Saturday, January 22, 2011

Balancing Giving and Receiving

You must be continually giving - and getting. You cannot hold on to your seed. You must sow it - and reap anew. Robert Collier

I’ve been trying to write a post on giving and receiving for over a year now. Like many, I was raised with the adage, “It is better to give then to receive,” but have found over the years this really isn’t such a good idea.

Whether a medical provider, caregiver, family member, friend or patient, if you are always giving and not allowing yourself to receive, you shouldn’t be surprised by feelings of despair, anger, resentment, frustration, being overwhelmed and experiencing physical symptoms of stress. It’s not surprising that the spouses of critically ill patients, end up with health issues of their own after long stretches of care giving. If all the energy goes out, there is nothing in reserve.

Focusing on a different definition of “well,” might be a useful reminder of the importance of balancing giving with receiving. If you depend on a well for your source of water, as I do, it must be monitored regularly. If too much water is drawn out, it can run dry and you’ll go thirsty. If there is too much pouring in, which can happen in the spring rains and/or snow melting, the water can become contaminated with bacteria. In short, you need a certain level of water and type for the well to function properly-a steady flow in both directions.

If you are sick, having a flare of a chronic illness, you may feel like you are asking a great deal of others. However, there is much you can offer those to help you maintain well-being:
• Let people know you are grateful for their time and help. Tell them when you see them. Send a card, e-mail, or phone them. Recently, a friend’s parent died. In her note, thanking me for the basket I had dropped off, she let me know how much she appreciated talking to me through the difficult times of her parent’s illness. The note was wonderful enough, but she bumped it up a notch by enclosing a gift card for gas.

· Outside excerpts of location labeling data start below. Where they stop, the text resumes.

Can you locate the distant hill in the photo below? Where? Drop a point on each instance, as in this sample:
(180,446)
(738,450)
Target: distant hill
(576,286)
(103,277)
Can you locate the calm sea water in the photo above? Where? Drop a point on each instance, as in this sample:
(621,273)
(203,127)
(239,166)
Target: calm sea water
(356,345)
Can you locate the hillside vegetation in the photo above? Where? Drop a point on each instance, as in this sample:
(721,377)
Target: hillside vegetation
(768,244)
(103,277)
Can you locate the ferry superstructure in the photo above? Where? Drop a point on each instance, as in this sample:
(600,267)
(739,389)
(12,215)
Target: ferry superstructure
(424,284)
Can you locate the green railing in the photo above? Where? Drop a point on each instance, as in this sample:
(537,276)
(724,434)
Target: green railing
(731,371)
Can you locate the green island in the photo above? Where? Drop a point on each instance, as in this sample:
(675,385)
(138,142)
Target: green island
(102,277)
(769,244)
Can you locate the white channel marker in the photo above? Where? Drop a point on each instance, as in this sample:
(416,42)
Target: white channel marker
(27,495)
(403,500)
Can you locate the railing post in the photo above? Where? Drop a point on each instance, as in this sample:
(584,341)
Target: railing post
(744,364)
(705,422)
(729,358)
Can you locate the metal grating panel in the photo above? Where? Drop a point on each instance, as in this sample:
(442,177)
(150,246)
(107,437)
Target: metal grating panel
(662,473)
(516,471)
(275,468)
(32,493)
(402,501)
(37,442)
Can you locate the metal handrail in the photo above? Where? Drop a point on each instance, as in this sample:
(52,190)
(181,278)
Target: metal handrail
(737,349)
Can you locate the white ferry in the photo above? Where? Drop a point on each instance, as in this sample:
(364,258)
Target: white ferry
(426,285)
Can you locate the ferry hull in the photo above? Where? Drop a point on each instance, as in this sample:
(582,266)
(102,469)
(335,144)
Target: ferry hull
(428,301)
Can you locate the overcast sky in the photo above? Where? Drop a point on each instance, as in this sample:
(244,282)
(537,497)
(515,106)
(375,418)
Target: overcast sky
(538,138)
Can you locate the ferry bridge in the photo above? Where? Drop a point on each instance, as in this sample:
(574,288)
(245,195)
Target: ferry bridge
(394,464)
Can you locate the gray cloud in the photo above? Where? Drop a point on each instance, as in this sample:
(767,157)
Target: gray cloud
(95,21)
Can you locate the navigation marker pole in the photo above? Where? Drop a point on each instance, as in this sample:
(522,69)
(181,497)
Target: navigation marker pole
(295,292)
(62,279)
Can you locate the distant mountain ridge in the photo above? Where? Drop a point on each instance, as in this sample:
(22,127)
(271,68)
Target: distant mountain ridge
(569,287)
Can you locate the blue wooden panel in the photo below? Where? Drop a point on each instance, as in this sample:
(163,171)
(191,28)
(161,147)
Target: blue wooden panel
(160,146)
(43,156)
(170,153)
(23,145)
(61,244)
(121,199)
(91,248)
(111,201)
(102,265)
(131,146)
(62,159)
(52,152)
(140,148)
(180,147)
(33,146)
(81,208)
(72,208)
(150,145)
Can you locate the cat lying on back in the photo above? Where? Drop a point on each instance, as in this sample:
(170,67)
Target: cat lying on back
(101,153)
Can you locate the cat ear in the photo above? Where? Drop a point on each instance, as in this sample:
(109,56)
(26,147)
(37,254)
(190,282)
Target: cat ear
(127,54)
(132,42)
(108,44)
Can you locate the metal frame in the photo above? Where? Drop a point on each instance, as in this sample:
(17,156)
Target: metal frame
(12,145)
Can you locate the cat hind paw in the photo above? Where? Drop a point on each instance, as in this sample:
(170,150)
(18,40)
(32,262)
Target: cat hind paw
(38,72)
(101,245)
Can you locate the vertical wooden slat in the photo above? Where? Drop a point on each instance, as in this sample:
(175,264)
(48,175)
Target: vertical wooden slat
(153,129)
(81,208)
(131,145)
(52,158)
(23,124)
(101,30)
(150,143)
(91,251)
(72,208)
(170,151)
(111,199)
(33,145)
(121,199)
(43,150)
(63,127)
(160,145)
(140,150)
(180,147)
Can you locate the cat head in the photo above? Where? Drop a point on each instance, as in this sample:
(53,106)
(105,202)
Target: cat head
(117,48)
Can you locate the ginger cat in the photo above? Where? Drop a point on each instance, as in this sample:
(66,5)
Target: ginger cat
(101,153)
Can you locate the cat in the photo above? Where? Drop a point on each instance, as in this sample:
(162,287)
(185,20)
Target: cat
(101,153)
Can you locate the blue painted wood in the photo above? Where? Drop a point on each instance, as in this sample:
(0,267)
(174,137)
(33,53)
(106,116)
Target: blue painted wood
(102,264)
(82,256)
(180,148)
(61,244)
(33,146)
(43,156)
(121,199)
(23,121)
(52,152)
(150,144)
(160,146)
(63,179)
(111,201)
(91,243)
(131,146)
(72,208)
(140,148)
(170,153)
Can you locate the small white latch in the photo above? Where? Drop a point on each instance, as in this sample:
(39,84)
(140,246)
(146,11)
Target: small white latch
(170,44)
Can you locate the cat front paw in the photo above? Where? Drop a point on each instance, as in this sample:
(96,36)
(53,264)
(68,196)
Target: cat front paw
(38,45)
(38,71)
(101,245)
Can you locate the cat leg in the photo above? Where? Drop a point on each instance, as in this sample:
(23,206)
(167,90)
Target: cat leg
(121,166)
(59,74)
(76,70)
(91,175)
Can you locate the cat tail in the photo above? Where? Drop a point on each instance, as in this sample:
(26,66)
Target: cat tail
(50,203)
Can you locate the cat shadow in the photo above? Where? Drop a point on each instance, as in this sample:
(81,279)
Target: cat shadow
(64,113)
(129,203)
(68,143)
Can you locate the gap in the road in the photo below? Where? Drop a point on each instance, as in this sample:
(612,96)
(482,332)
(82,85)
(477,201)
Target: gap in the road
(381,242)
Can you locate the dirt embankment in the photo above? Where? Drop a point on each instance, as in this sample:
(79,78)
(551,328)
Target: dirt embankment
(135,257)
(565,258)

• If you can afford to, things like gas cards (provided they drive), and gift certificates to stores and restaurants they use are always appreciated.

• Ask them how they are doing. One woman I advocated for would always ask how I was doing as well as my family. She was very attentive and in subsequent inquiries, her comments always reflected how well she listened.

• If they are taking you to and from medical appointments, pay for their gas, take them to lunch, or bring something that they may like e.g. fruit, flowers, cookies etc.

• If you have the energy and time, make them something special. It could be a craft item, food, a CD etc.

• Celebrate their interests. Whether it’s a birthday, the victory of their favorite sport’s team, or a child’s graduation, acknowledge it.

• Pick flowers from your garden. Share a plant or a plant clipping.

If you are the caregiver, medical provider, friend or family member, be open to receiving from those you are caring for. Just the other day, I mentioned to a provider how helpful she had been to me. Her immediate comment was a bit of embarrassment, followed by the acknowledgment that, “I’m not good at receiving compliments.”

Having felt that way myself, it’s taken me a while to learn that in order for the other person to be comfortable giving, I have to be a willing and receptive receiver. A simple response of “Thank you for letting me know that. I’m glad I can be of help to you,” not only acknowledges their “gift” of thanks has been received; it also lets them know you valued it. Basically, both of you walk away with a warm glow.

If I were going to promote an adage, it would be the Golden Rule “do unto others as you would have them do unto you.” In short, if you wish to receive, be a willing giver. If you wish to give, be a willing receiver.